By the time you’re in your mid 50’s or early 60’s, you need to have amassed a retirement fortune to sail you through the coming few decades. At this time, your primary focus will be looking for ways to simplify your life and finances. If money and investing are no longer your top priorities, then you’ll be keener on forms of investment management tasks.
Depending on which one is more suitable for you, here are a few strategies that can guide you on how to manage your investment wisely:
1. Do it yourself (DIY) investment management
The costs associated with DIY investment management are mutual fund fees, and Exchange traded fund (ETF). If you don’t sell frequently or choose to invest in fee funds that will cost you less, then this will be the most cost-effective investment management approach. If you want the DIY route, ensure you are well versed with investment concepts like asset allocation and rebalancing as well as implementing your asset allocation in line with your risk preference.
2. Free financial advice
If you prefer someone walking you through basic investment questions, you can consult a financial advisor at a discount broker. Most of them have basic investment knowledge and are likely to answer questions at no charge. Besides talking you through asset allocation, they can also suggest some low fee index funds relevant to the markets. Free financial advice won’t be a full-fledged business plan so when choosing this option, ensure the fundamental investment concepts are at your fingertips.

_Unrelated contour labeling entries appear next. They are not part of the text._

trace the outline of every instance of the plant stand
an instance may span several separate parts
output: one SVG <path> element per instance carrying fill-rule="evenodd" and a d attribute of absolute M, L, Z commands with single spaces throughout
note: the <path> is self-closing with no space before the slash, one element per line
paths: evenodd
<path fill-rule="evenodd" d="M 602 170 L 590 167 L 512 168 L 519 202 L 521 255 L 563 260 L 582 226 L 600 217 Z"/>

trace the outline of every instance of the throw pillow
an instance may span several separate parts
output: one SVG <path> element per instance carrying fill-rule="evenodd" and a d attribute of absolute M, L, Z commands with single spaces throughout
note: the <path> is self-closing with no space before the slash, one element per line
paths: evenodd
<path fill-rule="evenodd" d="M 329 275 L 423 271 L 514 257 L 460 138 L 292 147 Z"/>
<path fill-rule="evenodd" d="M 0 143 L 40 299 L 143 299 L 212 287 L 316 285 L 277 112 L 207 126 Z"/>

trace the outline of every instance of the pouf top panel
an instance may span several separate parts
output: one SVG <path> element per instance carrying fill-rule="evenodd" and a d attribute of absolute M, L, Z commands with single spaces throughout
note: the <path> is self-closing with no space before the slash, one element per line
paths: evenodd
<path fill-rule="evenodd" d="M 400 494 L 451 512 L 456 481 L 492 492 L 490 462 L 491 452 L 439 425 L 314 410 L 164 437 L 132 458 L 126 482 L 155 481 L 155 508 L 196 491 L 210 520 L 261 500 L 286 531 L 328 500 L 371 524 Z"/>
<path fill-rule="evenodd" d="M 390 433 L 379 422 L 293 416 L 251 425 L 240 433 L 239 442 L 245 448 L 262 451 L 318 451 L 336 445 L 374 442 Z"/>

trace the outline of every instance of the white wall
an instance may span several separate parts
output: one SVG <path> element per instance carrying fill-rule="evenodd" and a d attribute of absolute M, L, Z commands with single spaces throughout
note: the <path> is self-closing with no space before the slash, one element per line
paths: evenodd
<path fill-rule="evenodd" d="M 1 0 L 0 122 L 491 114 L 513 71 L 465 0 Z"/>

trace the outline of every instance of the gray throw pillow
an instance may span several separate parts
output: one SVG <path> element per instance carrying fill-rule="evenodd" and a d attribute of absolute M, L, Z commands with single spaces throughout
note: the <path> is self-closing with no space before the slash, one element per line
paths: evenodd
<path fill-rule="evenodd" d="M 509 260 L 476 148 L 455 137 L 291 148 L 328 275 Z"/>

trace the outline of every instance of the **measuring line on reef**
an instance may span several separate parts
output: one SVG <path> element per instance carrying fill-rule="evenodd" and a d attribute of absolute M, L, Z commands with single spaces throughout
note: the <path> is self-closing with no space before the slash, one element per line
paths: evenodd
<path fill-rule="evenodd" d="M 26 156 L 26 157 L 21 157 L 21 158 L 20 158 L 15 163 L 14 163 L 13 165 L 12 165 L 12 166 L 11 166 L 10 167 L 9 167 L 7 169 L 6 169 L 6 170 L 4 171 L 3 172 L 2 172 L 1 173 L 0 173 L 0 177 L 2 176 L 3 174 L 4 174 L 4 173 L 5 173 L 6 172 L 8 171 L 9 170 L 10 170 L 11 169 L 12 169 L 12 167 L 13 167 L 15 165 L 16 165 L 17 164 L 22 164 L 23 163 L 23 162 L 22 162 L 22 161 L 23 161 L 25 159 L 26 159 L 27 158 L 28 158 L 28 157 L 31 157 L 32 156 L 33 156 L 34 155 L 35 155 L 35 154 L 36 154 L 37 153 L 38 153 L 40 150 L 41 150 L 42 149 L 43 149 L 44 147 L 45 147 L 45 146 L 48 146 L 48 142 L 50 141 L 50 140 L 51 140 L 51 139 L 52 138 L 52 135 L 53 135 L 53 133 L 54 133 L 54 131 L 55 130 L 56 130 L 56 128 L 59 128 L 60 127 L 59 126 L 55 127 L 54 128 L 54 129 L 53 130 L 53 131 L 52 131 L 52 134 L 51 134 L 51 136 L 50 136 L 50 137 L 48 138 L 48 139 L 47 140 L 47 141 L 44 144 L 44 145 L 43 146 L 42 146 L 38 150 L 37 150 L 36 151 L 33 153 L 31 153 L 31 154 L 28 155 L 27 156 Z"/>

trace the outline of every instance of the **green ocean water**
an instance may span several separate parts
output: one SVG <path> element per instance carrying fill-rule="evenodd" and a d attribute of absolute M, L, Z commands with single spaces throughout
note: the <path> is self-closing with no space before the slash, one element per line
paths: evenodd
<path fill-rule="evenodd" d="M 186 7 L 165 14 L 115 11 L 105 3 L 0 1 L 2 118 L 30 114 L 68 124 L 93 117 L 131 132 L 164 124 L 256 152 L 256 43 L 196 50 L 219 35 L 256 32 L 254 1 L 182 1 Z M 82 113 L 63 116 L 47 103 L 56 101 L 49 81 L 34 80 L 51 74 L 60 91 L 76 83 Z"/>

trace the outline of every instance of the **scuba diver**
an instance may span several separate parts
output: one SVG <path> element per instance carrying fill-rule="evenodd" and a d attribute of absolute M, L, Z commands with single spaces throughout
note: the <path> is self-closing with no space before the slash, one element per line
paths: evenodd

3. Fee-only financial planners with limited visits
These credentialed financial professionals have hourly rates or charge a fee-for-service rendered. If your financial position isn’t severely off, but you need another pair of eyes to review it, then a fee-only financial planner could benefit you. They can offer suggestions and provide recommendations. Before hiring one, establish what exactly you’ll need from them not forgetting the costs involved.
4. Money managers
If you want your entire investment and financial management to be handed over to a pro, then you’ll be best off with a financial manager. A firm whose services is provided on a client best interest basis should be a priority. Trading education offered at MF&Co. Asset Management provides market-beating returns on a risk-adjusted basis and creates value for clients. If you allow, some companies can also trade securities on your behalf. The initial set-up with a money manager is quite tiresome, but once the transition is complete, there’ll be less hands-on investment management. It’s also wise to know the management fees in advance as well as the adviser’s investment philosophy.
5. Robo advisors
These are lower cost options for financial and investment management. Robo advisors are multi-dimensional and can create investment portfolios in line with your goals, timelines and risk levels. They also rebalance assets and provide a host of investment-related services such as tax loss harvesting and best-investing styles. Endeavor to fully understand the firm’s fees before signing up with a robo advisor.
When it comes to managing your investment wisely, there are no two ways about it. You have to get it right. It has always been said that the higher the risk, the greater the returns, but that’s not always the case. Don’t gamble with investment management practices; instead, take time to find the most appropriate strategy to help you manage your investment wisely.